Dealing with the first, I’d like to return to the football analogy they used to dismiss the idea of allowing for expectations. They gave the example of a football team fooling themselves that it was OK to be a goal down, as they expected to score three goals. If you are the manager of a football team and expect to win a game but then go a goal down in the first 10 minutes, what is your reaction? I would suggest the reaction is that there is no need to panic, as there is plenty of time left to turn things around. The manager would be unlikely to change his tactics. He certainly wouldn’t give in and accept that 1-0 was the result.

If it got to half-time and it was still 1-0, then the manager might be a little bit more anxious and change things around a bit. Once it got to the last 10 minutes, the super sub would be on, and all-out attack might be on the cards. The manager of the team monitors the game against his expectations of what the team might achieve. Monitoring is, therefore, more appropriate allowing for expectations than without it. Without the expectations, the manager might make bad decisions early in the game.
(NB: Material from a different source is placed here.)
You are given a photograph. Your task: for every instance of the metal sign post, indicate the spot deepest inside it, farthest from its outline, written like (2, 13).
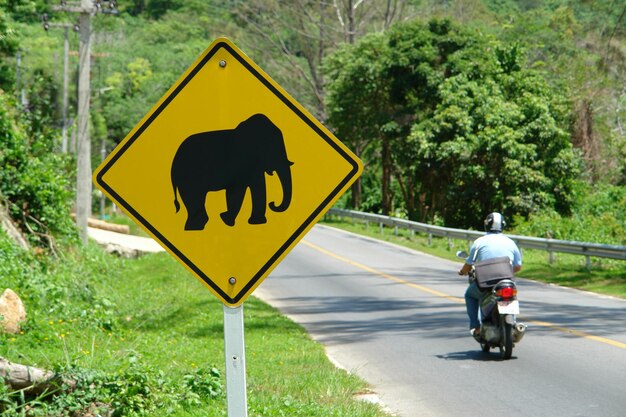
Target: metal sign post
(235, 354)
The second point they make relates to the risk or variance of outcomes not being allowed for. They use an expected equity return over 200 years to demonstrate this. All they are really showing, though, is the power of compound interest. A similar picture could be shown with bond yields and large changes in interest rates. This is a completely unrealistic variance to allow for, though, as it effectively assumes that no monitoring or adjustments would be made throughout the entire 200-year period.

It is also suggested that interest rate risks can be hedged. This is true and, with legislation where it is, certainly worthy of consideration. However, if you are investing in other assets, all you are really hedging against is the way we choose to ‘value’ the liabilities.

Finally, this second point brings me to a third possible approach in considering the health of a pension fund – ‘reserving’. Reserving is merely budgeting with prudence. It is the backbone of how insurance companies operate. When Wilbrink and Beenen talk about a member’s expectations of benefits being risk free, it is reserving, rather than valuing, that makes sense. A large reserve would provide such certainty, whereas a small one wouldn’t. In this scenario, bond yields could be used as part of the measure. This is a choice, though, rather than a necessity and is certainly not the only answer. The level of any such reserve is open for substantial debate – the larger it is, the more certainty it provides. However, the larger it is, the less efficient the provision of benefits becomes.

The solution to this protection vs efficiency equation comes in the form of insurance, but that is a topic for another day.

I hope I have shown why risk-free is not always the answer and why pension benefits should not be confused with bonds. Ultimately, the decision on how schemes are funded is a political one. If good, efficient occupational pension schemes that share risks are to thrive, then the answer should lie at the budgeting end of the spectrum. I therefore hope politicians will take note and regulate pensions in a way that provides the best outcomes for all of us.